Ci sono voluti 29 anni poi, per arrivare lo scorso 23 maggio all’approvazione della Risoluzione dell’Assemblea Generale delle Nazioni Unite che, come ha scritto il nostro corrispondente Massimo Moratti, istituisce l’11 luglio come giornata di riflessione e commemorazione sul genocidio di Srebrenica oltre ad altri obblighi collegati al crimine di genocidio. Ben nove anni dopo il primo tentativo, in sede di Consiglio di Sicurezza, fallito per il veto della Russia.
Una Risoluzione fortemente osteggiata in Serbia e in Republika Srpska (entità serba della Bosnia Erzegovina), proseguendo nella negazione di qualsiasi responsabilità. Società e autorità che non accettano, o tentano di impedire, ogni forma di confronto con il passato che singoli attivisti e associazioni portano avanti con coraggio da anni. Tra queste, le Donne in Nero (Žene U Crnom Srbija) e l’Iniziativa dei giovani per i diritti umani (YIHR Srbija) di Belgrado, che hanno previsto due “Giorni in memoria del genocidio di Srebrenica ” con un dibattito e una manifestazione davanti al palazzo del parlamento.
Società civile che nemmeno in Italia è stata a guardare e negli anni si è impegnata nel difficile percorso post-conflitto della Bosnia Erzegovina. Oltre ai partecipanti italiani alla Marcia della Pace, è presente una delegazione di otto persone a nome di ARCI Bolzano. “Siamo qui nel contesto del partenariato tra il Memoriale e ARCI nazionale. In particolare, per il terzo segmento del progetto ‘Srebrenica 2.0 ’, app dedicata al percorso di memoria digitale sui luoghi della storia”, ci racconta Andrea Rizza che accompagna la delegazione, “che prevede la mappatura e la descrizione dei luoghi dei maggiori massacri nell’ambito del genocidio di Srebrenica.” Ma anche, aggiunge, per partecipare alla conferenza internazionale “Empowering through remembrance: upholding intergenerational responsibility” tenutasi ieri e costruire collaborazioni future.

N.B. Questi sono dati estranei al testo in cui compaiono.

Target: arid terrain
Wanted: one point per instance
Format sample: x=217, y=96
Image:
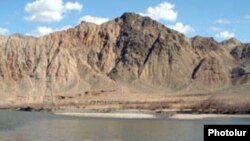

Conferenza aperta dal direttore Memoriale di Potočari, Emir Suljagić, con queste parole: “La parola chiave di questa conferenza è ‘responsabilità’, quella responsabilità che ancora non viene assunta a dovere”. A cui poi sono seguiti gli interventi di importanti rappresentanti della società civile e studiosi, che si sono confrontati sull’importanza della responsabilità intergenerazionale nel preservare la memoria delle atrocità passate e nell’educare le generazioni future a costruire un mondo più giusto e di pace.
Perché per il “virus della negazione”, dal nome della campagna del SENSE – Transitonal Justice Center che ha coinvolto la società civile dei Balcani, non esiste un vaccino. Serve far conoscere le carte processuali, le testimonianze, si deve costruire nelle società uno spazio di confronto ed elaborazione. Perché, ha dichiarato Emir Suljagić commentando la Risoluzione ONU, “non esiste l’idea della riconciliazione senza il confronto con tutti i fatti del passato. Dubito ci riusciremo con questa generazione, ma lavoro per quella futura”.